I suppose what my wife tells me when we're watching some CGI
enhanced Cinematic roller coaster applies here: "This is not a
documentary." Pynchon is a poetic and allusive writer, one who 
readily creates metaphors that split off into multiple directions.
Referencing Dante serves multiple purposes, first as marker for 
hell in a general way, and as a pointer for one of the author's
literary models.

>From "Pynchon's Inferno" By Charles Hollander:

"Pynchon’s writings have much in common with Jonathan Swift’s and Dante 
Alighieri’s. Both these men were involved in the politics of their day. Dante 
was eventually banished from Florence, having thrown his lot in with the losing 
political gang, the White Guelphs. While in exile Dante wrote his Divine Comedy, 
in which we are given a structure leading us down to hell, up through purgatory, 
and finally into heaven. Along the way we meet mythical and historical figures 
who allegorically stand for various religious doctrines and dogmas.

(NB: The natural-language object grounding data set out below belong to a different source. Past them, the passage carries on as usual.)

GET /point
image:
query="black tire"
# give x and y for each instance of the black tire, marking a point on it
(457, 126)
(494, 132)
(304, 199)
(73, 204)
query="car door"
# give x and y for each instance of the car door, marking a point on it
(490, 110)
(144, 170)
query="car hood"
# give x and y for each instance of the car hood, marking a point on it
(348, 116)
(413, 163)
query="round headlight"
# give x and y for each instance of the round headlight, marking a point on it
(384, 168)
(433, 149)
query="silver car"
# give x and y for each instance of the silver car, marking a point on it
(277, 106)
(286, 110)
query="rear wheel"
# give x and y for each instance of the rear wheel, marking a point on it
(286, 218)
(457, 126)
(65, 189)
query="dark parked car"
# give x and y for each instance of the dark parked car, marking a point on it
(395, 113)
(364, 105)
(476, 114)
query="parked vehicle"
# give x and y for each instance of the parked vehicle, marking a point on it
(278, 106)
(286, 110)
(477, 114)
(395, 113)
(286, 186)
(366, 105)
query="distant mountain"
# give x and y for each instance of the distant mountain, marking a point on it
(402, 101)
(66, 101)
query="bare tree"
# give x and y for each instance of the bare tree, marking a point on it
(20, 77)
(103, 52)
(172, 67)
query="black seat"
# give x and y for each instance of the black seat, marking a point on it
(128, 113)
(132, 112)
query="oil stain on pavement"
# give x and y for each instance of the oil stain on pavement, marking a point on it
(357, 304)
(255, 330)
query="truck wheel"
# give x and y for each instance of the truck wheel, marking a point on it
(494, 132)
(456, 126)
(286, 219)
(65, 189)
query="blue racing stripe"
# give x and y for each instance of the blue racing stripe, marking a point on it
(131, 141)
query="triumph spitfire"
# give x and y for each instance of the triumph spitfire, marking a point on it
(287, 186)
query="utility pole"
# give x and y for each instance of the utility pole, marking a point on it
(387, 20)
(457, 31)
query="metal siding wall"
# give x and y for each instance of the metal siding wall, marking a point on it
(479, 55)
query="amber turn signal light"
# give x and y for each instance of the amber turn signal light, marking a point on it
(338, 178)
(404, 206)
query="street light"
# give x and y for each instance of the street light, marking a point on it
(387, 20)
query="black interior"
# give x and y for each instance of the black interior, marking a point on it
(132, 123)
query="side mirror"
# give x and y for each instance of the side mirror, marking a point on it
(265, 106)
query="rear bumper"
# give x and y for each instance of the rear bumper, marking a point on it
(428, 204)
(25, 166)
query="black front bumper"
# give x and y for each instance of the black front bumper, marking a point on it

At the same time, many of these figures recognizably mimic living figures of 
the day, the winners of the political conflict. Under the camouflage of 
his most lofty poetry, his most theological writings, Dante was sticking it to 
many of his contemporaries. Throughout the nine circles of Hell stand real 
historical figures indicted as panderers and seducers, evil counselors, 
falsifiers, traitors, murderers."

http://www.ottosell.de/pynchon/inferno.htm

Another thing to be noted is that the Multiverse model of quantum physics, one 
can wander back in time. I think the Vormance Expedition, in addition to quite a 
few other things, delivered something from deep in the past into NYC, circa 
1900. 

One more thing worth noting here is the use of the arch as a 
symbol for passage into a magical realm, a use you might recall from 
"Pan's Labyrinth." This applies in an even more telling way as Kit passes 
through that arch deep in Central Asia, on his way into Shambhala.


Tore:
The theme is of course also predominant in AtD. The Dante arch, e.g., is 
mirrored by the giant Arch Kit passes through on his way into "shamanic 
Asia". His passing through that arch (see pp. 768-771) is one of my 
favourite passages in AtD. After passing through/making the transition, Kit 
has a dream/vision, where he himself becomes "the bridge, the arch, the 
crossing-over" (771).

If the Dante arch is indeed a portal, what exactly is it a portal into, 
though? Another dimension, or another time? Of course, the line between 
dimensions and time is a fluid one in AtD, but it seems to me that the 
emphasis in the description of the Dante arch on p. 401 is on time: "They 
approached a memorial arch, gray and time-corroded, seeming to date from 
some ancient catastrophe, far older than the city." This seems puzzling, ne? 
The catastrophe is caused by the ancient force of the Figure, but the 
catastrophe itself is surely not ancient. Or is it?